Tradeoffs: You’re responsible for setup, scaling, and reliability. Getting started takes longer than plugging into a SaaS dashboard.
Typical cost: USD 0 for software, plus around USD 50–2,000/month for infrastructure depending on scale.

Commercial SaaS (Fully Managed)

LangSmith, Helicone (maintenance mode), Braintrust, AgentOps, Datadog, Langfuse (Cloud), Pydantic Logfire

These platforms handle everything for you: infrastructure, scaling, and updates. You simply connect via API and start tracking.

Best for: MVP or post-MVP teams that want fast results without heavy DevOps work. You get dashboards, alerts, and support out of the box, which helps move faster during early growth.
Tradeoffs: You’ll pay recurring fees that grow with usage and have less control over your data and integrations.
Typical cost: Free tiers available, with startup plans around USD 25–500/month, and enterprise plans reaching USD 2,000–10,000+ per month.

Hybrid / Enterprise Solutions

HoneyHive, Arize AX, Maxim AI

These are the heavyweights of AI observability, offering multiple deployment options: cloud, hybrid, or fully on-premises.

Best for: Large organisations, compliance-driven industries, or teams scaling mission-critical AI systems.
Tradeoffs: Higher cost, longer onboarding, and often overkill for smaller startups.
Typical cost: Custom pricing, typically USD 4,000–8,000/month minimum, or USD 50k–100k+/year.

Observability Tools’ Integration Approaches

The way you connect an observability tool to your AI agent can completely shape your development journey. Each integration approach balances setup speed, control, and data depth, so understanding which one is best for you is essential. AI observability integration approaches

Proxy-Based Integration

You route your LLM requests through a gateway rather than directly to the API provider.

For example, you change your API endpoint from api.openai.com to oai.helicone.ai. The proxy logs every request and response before forwarding them to the real model.

Why it matters: This is the fastest and easiest way to start monitoring your AI agent. You don’t need to change your code logic, just your API URL.

Setup time: Around 15 minutes, typically one line of code.

Tradeoffs: Adds a small latency overhead (50–80 ms) and provides less granular data compared to SDK-based tools. The proxy also becomes a single dependency for all your LLM traffic.

Best for: Teams that want quick visibility into cost and performance without major code changes.

SDK-Based Integration

This method uses an SDK (software development kit) that you install directly in your application.
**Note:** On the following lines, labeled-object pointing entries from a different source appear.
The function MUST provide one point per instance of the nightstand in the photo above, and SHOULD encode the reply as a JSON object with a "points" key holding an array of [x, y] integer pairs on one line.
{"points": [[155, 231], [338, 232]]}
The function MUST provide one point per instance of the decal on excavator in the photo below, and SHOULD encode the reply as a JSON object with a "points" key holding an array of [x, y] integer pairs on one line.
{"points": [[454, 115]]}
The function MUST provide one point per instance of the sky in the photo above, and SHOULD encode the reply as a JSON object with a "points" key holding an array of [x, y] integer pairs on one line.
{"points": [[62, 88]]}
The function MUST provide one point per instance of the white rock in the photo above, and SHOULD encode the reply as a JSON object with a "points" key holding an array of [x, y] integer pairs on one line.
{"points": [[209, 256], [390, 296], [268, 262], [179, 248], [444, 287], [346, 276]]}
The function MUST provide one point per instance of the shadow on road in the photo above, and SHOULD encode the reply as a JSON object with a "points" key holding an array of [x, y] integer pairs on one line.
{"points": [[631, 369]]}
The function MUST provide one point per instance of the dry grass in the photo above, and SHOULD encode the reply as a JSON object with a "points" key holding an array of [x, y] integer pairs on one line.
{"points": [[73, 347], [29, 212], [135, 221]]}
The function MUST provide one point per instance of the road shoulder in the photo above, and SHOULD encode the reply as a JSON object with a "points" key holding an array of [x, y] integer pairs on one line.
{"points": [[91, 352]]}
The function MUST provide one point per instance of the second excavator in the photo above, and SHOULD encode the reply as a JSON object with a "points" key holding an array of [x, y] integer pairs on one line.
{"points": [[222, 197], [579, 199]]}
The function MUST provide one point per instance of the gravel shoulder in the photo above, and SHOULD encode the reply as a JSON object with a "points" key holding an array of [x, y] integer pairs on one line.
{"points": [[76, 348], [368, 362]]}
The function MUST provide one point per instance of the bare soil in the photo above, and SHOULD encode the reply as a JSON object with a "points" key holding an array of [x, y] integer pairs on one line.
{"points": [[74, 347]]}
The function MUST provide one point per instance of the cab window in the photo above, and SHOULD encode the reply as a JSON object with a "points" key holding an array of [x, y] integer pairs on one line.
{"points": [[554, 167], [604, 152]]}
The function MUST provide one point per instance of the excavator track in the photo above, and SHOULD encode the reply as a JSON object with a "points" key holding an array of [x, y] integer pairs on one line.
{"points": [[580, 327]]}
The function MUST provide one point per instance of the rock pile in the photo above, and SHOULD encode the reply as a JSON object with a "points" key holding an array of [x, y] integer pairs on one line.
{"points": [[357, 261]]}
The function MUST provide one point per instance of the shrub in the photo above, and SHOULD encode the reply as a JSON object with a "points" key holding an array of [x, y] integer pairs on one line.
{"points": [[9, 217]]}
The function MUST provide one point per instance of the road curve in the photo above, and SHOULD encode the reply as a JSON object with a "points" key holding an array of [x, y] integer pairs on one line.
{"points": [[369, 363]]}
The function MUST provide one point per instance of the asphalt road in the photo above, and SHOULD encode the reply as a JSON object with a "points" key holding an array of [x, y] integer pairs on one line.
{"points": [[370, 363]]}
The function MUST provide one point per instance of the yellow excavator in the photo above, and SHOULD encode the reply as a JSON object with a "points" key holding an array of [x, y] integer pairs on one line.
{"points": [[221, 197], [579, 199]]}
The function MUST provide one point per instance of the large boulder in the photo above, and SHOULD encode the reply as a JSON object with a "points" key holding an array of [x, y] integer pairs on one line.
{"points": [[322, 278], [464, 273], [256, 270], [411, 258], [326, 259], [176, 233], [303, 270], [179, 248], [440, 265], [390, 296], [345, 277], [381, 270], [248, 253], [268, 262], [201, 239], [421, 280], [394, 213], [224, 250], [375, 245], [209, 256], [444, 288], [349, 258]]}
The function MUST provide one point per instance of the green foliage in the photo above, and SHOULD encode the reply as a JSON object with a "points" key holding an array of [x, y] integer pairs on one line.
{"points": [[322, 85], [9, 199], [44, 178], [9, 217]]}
The SDK instruments your agent’s logic, capturing detailed traces and sends them to the observability platform.

Why it matters: You get deep insights into your AI agent’s internal behavior, which will help you debug reasoning issues, monitor complex workflows, and measure model performance more accurately.

Setup time: Several hours to a few days, depending on your codebase complexity.

Tradeoffs: Requires more setup and code changes but provides richer analytics and tighter integration with your development workflow.

Best for: Teams ready to invest engineering time for long-term observability and model improvement.

OpenTelemetry-Based Integration

This approach relies on OpenTelemetry, the open standard for collecting and exporting traces, metrics, and logs across distributed systems. You configure an OpenTelemetry collector and send your LLM traces to any compatible backend (Grafana, Datadog, Honeycomb, etc.).

Why it matters: Integration offers maximum flexibility and avoids vendor lock-in. You can integrate AI observability into your existing infrastructure rather than adopting a whole new platform.

Setup time: From a few days to several weeks, depending on your experience with OpenTelemetry.

Tradeoffs: The steepest learning curve and most configuration effort, but unmatched flexibility and control.

Best for: Teams with existing observability stacks or those building long-term, scalable AI systems.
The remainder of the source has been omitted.